P&G Chief Brand Officer Marc Pritchard has lambasted the digital advertising industry since January about problems in the digital media supply chain, including poor ad quality, the lack of transparency and the burden of having too many ad-tech vendors.
P&G wants to save at least $1 billion annually on media spending and $500 million more from agency and production fees globally over five years, according to the trade magazine. The company has cut ties with AudienceScience, an original ad-tech partner that provided data management (DMP) and demand-side platforms (DSP), and entered into agreements with Neustar and The Trade Desk.
Through a spokewoman, P&G told Ad Age the moves are aimed at tailoring for regional needs around the world.

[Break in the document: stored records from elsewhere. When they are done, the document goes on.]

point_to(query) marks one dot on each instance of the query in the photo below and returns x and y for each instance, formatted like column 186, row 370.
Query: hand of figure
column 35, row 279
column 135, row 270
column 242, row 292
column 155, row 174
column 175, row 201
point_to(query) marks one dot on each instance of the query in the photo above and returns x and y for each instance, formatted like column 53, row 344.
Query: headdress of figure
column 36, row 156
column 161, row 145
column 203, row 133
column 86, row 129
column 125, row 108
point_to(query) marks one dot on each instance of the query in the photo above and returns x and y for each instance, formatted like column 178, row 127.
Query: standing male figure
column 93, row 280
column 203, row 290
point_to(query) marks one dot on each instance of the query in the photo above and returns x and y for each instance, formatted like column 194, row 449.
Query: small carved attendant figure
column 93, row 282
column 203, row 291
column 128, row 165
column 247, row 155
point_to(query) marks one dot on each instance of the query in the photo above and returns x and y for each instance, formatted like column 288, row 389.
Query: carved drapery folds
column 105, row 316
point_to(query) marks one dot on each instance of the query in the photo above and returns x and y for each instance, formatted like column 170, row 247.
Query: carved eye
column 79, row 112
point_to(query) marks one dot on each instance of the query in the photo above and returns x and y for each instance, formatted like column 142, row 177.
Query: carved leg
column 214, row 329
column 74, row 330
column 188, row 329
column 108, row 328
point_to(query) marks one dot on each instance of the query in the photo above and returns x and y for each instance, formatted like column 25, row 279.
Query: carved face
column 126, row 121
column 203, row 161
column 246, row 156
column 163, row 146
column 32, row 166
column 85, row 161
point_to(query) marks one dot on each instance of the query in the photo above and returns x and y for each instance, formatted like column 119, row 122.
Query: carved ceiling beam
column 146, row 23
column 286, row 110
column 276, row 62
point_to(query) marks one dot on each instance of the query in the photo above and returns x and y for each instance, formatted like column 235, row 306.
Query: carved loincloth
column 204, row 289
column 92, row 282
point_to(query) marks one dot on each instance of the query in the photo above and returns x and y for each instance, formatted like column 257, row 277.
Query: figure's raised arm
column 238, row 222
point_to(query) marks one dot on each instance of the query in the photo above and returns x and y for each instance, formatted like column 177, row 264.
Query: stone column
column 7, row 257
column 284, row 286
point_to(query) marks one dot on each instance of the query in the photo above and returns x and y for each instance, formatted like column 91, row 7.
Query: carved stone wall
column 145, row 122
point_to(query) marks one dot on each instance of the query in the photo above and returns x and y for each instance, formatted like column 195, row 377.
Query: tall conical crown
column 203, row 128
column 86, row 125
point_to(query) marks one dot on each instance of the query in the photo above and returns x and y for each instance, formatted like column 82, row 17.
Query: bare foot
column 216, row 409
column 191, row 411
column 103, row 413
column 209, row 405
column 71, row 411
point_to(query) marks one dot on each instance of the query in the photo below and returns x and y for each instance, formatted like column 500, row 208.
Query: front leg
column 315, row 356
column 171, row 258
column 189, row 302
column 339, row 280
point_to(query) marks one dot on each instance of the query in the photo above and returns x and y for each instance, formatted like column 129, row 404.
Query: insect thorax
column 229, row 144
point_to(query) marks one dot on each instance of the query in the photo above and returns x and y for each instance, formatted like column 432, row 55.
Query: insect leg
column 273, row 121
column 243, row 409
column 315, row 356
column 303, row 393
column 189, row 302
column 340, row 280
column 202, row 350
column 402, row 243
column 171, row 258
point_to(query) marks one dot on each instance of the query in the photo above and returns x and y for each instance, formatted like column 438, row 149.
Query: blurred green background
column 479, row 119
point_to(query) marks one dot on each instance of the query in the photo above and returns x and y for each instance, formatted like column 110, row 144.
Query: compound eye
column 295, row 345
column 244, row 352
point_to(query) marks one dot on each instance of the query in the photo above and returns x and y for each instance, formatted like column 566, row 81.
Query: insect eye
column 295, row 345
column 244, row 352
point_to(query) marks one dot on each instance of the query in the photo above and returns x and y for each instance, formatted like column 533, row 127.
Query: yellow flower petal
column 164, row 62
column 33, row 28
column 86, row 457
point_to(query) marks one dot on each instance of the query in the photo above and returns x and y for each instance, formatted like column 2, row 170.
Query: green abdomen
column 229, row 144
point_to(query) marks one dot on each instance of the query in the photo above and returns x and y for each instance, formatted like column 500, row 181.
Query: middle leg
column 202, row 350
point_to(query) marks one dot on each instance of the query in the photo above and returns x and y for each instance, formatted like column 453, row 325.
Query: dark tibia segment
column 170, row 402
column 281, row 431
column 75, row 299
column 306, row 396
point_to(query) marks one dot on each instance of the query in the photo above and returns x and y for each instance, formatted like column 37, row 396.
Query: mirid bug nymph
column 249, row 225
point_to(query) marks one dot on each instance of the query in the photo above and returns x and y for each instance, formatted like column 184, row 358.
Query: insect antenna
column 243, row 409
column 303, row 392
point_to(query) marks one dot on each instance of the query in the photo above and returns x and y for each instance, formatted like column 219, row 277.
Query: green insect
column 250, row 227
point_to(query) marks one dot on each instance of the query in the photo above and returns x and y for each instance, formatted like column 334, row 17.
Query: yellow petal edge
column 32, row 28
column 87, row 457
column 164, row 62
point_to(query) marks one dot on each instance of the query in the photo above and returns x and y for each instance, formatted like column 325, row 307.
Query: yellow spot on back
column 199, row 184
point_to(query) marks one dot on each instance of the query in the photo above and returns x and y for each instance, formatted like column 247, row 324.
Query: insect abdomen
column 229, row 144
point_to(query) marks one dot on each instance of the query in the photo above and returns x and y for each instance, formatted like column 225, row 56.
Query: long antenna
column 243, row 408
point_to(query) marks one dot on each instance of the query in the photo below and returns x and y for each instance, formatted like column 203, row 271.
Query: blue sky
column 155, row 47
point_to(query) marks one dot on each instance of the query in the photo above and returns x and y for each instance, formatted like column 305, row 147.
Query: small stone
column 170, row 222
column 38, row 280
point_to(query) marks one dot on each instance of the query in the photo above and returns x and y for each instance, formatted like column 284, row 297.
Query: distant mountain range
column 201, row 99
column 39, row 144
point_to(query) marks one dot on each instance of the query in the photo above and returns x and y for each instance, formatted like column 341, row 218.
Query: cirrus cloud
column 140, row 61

Neustar is likely to supply the DMP to P&G and The Trade Desk, the DSP, Ad Age reported. The spokeswoman confirmed that P&G’s relationships with its agencies, Omnicom's Hearts & Science and Dentsu Aegis Network's Carat in North America, aren’t affected.
Steve Bagdasarian, general manager of PCH/Media, the ad-tech arm of Publishers Clearing House, told Real-Time Daily via email that P&G's moves highlight its commitment in challenging the digital status quo, as well as the market realities for flexibility at both the DSP and DMP level.
"The change signals to the market that programmatic media and data aren’t winner-take-all arenas. Even in the age of dominant 'everything' platforms, there's still very much a need for strategic point solutions throughout the supply chain," Bagdasarian said.
"It's quickly becoming reality that it isn’t enough just to have a programmatic strategy. You need a DSP strategy, a DMP strategy, etc." He added the change should enable P&G, as well as other brands that follow suit, to call to task each end vendor in the supply chain.